The move to a “relaxed-POSIX file system” is notable. Gropp said, “I think HPC has focused too much on POSIX compliance as an IO system. Part of the problem there is that for the application people, POSIX compliance means that they don’t have to change their code. Unfortunately, for somebody who’s actually implementing POSIX, it means a lot more work. POSIX has very, very strict consistency requirements.

“In fact, [the consistency requirements] are so strict that some HPC centers turn them off. They don’t actually provide a POSIX file system. They provide a big file system that provides the POSIX syntax, essentially the API, but isn’t fully correct. Turns out most applications are good with that. Some are not. And the Big Data people don’t use POSIX and have looked carefully at the consistency semantics that they need for their actions. One of the things that we’ve been looking at with our partners is a high-performance system [in which] you don’t need to change your application code interface, but in a way that is very precise, and relaxes the consistency requirements.”

Given that Delta will be a capacity system it’s expected to handle a wide variety of domains. “We do have a number of applications that we put in our proposal. We’ve also got things in new areas, and we’re doing a lot of work in digital agriculture right now. There’s also digital archaeology. There’s, of course, the current crisis that affects our choices. There’s some great opportunities for COVID-19 response and other planning.

“One of the ways we’re addressing having so many applications is partnering with the Science Gateways Community Institute (SGCI). So GPU-enabled gateways are going to be an important part of this. We also have an accessibility group in our College of Applied Health Sciences here at Illinois to help us look at accessibility issues for the interfaces,” he said.

No doubt there is some sting for NCSA in losing the big track one award to TACC last year (Frontera) which had a $60 million price tag. The Blue Waters contract was around $188 million. Except for exascale systems which are DoE-funded and not NSF systems, the new reality seems to be more modest sized machines. Time will tell. The $10 million size of the Delta award is actually the top amount allowed under the program and is similar to what Indiana University was awarded for its Jetstream 2 cloud system announced yesterday.

The Delta project is led by Gropp as principal investigator.

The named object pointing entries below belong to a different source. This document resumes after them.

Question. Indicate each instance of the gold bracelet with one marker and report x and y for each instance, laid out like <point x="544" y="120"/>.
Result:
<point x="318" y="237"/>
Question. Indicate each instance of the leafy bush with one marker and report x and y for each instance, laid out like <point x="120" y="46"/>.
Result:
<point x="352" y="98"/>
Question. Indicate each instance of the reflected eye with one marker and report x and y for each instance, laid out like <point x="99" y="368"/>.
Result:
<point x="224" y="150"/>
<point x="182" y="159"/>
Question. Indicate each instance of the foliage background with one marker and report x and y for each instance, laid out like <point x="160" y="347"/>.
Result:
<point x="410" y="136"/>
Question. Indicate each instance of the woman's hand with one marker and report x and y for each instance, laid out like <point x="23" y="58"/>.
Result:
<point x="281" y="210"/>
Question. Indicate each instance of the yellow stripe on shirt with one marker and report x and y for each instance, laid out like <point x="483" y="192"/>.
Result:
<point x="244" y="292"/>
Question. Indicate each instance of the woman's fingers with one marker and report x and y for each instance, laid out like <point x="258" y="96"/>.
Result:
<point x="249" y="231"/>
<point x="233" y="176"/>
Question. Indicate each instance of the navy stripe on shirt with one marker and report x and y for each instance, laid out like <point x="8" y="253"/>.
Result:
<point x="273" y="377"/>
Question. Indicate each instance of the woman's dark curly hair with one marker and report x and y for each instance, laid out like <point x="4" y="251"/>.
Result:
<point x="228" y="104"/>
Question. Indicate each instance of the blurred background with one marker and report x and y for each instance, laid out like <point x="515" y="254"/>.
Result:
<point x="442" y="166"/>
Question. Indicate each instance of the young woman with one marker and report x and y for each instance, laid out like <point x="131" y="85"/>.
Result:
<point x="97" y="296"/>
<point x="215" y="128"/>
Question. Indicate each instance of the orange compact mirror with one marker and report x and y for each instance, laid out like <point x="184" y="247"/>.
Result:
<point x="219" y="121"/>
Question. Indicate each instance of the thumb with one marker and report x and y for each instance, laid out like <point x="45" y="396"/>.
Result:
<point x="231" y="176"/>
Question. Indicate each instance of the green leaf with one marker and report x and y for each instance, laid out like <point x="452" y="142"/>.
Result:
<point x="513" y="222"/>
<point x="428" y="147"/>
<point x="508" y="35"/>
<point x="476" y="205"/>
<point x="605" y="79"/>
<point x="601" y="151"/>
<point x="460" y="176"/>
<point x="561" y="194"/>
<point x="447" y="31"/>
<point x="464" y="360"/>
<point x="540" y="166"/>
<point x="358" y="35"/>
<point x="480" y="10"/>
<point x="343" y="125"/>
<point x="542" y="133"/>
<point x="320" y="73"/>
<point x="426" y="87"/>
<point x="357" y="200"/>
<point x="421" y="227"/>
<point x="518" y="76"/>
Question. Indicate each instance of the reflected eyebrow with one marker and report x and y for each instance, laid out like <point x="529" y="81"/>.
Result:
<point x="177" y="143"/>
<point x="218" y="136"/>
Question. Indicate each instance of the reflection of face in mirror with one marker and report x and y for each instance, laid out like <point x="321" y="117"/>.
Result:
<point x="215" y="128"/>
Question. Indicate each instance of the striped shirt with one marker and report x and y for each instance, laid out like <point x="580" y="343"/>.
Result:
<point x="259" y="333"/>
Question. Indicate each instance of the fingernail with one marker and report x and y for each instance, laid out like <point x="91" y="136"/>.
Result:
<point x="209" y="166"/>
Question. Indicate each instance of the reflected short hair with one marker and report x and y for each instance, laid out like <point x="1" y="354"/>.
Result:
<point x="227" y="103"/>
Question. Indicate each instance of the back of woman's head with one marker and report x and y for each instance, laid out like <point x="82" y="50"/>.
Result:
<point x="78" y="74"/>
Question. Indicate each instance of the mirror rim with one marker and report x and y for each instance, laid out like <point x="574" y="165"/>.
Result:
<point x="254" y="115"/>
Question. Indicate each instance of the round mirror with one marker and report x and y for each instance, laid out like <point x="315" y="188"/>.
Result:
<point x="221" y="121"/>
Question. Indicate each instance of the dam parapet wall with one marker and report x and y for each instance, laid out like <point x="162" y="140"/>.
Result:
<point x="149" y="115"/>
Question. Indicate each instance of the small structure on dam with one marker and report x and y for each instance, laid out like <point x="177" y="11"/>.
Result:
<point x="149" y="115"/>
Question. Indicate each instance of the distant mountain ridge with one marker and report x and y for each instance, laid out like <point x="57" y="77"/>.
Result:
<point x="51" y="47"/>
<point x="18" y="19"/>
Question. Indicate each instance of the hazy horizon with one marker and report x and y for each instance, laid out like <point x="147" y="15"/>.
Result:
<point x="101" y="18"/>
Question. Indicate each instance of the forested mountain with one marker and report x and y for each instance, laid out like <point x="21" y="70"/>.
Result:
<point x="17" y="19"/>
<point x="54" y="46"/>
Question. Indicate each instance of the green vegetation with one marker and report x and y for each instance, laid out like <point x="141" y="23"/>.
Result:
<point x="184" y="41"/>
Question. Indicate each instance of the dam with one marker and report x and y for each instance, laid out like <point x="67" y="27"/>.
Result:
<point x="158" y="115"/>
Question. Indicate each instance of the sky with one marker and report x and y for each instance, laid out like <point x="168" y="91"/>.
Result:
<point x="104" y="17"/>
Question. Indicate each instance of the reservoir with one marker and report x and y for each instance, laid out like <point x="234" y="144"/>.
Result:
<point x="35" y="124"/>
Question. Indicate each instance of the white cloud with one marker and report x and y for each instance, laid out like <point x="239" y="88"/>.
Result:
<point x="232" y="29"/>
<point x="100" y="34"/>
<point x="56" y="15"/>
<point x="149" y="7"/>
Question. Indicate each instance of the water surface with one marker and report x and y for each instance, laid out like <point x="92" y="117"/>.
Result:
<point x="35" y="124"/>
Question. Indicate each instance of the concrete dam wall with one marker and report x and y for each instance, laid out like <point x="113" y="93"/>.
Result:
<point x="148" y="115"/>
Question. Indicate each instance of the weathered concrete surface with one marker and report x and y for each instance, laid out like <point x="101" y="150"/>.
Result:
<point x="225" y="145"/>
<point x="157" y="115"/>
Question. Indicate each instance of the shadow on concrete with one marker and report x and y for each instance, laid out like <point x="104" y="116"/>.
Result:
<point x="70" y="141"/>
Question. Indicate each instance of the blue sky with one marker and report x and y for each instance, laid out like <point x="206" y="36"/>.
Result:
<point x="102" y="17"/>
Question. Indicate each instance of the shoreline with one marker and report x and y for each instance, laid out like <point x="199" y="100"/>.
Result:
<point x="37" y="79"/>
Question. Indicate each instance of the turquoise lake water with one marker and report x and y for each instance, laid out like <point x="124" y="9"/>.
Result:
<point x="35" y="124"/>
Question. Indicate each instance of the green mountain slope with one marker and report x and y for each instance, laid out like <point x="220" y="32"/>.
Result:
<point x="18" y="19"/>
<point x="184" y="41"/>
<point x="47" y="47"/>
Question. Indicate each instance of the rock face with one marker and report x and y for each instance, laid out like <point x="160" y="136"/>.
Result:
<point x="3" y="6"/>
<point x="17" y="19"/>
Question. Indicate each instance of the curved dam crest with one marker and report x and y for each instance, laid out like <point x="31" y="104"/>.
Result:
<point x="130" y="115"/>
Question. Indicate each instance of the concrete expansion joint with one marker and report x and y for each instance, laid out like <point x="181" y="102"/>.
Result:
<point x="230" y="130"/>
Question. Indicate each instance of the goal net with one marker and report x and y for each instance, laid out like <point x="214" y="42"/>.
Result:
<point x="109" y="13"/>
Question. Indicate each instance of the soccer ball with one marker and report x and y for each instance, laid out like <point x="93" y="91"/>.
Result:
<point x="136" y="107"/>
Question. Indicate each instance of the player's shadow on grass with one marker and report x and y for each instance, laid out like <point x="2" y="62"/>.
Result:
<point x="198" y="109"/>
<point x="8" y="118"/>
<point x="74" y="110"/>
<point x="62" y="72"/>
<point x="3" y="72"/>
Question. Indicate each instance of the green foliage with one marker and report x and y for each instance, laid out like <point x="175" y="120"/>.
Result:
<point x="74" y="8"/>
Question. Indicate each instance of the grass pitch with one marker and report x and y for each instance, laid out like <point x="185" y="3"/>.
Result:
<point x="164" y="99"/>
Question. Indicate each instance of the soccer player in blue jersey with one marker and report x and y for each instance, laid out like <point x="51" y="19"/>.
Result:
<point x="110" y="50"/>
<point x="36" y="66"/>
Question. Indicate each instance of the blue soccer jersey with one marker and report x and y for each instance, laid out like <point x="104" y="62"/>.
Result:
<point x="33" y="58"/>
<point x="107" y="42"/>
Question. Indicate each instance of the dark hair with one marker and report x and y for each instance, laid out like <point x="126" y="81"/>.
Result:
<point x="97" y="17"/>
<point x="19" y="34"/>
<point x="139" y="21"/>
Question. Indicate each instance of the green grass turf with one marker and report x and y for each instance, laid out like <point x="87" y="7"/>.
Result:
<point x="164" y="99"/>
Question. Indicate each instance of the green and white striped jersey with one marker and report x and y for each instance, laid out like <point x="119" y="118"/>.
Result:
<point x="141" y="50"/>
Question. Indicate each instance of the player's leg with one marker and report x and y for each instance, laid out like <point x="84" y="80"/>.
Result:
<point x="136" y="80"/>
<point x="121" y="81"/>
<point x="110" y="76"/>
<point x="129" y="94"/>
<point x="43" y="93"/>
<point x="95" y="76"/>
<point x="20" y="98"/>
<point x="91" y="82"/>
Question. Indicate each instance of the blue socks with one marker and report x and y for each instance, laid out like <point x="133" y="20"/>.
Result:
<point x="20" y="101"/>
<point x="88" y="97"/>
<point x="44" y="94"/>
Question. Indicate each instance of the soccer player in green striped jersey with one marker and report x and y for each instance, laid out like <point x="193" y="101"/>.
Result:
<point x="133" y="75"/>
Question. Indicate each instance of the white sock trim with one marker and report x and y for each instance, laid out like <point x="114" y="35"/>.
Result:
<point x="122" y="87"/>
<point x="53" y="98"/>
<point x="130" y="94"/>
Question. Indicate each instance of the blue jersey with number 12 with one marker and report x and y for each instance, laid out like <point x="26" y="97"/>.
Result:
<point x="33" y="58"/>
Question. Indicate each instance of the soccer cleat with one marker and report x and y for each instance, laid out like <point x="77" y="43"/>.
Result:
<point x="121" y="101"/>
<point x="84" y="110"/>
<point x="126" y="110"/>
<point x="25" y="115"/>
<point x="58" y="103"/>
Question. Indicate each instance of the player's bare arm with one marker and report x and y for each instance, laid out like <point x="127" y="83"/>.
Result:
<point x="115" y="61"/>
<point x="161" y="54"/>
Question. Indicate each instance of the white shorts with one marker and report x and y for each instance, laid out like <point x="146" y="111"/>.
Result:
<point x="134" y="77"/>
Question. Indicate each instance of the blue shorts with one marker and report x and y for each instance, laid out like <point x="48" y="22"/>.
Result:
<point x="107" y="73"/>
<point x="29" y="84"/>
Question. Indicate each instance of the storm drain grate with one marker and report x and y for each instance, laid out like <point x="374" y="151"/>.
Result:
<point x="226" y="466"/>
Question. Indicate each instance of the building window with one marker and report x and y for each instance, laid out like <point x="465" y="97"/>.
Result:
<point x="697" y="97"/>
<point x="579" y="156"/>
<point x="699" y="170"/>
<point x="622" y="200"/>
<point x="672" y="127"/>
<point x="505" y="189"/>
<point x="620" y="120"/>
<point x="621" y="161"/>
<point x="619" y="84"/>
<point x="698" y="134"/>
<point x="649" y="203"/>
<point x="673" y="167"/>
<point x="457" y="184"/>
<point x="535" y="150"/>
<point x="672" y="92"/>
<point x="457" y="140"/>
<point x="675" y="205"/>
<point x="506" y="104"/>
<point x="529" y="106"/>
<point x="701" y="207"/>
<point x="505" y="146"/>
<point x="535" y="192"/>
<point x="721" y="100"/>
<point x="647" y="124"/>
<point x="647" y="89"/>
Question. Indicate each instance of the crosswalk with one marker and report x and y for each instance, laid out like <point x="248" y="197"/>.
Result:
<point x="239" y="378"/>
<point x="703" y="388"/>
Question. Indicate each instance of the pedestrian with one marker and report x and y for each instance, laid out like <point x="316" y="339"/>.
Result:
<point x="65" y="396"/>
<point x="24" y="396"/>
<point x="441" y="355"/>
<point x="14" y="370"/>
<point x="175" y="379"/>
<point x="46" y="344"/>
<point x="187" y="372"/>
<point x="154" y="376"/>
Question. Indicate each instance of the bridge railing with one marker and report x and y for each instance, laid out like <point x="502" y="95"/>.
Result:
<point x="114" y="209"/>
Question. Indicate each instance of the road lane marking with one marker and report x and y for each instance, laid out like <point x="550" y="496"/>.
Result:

He’s joined by co-PIs and NCSA colleagues, Gregory Bauer, senior technical program manager, Brett Bode, assistant director for the Blue Waters project, Timothy Boerner, deputy project director for XSEDE, and Amy Schuele, interim associate director of integrated cyberinfrastructure.

In the official announcement, Gropp is quoted saying: “NCSA is excited to continue its tradition of innovation in advanced computing with the Delta system, which will bring new capabilities to the nation’s advanced research computing community. With Delta, we will help emerging research areas, such as computational archaeology and digital agriculture, take advantage of new computing methods and hardware while simultaneously making advanced computing systems more usable and accessible to a broad community of researchers.”

NCSA will integrate Delta into the national cyberinfrastructure ecosystem through the Extreme Science and Engineering Discovery Environment (XSEDE), an NSF-funded virtual organization that coordinates the sharing of advanced digital services. Integration into XSEDE allows Delta to leverage the substantial portfolio of services and support offered therein and together deliver unprecedented advances in researcher productivity. This collaboration will promote synergy among multi-site workflows that include campus, national, and commercial cloud resources.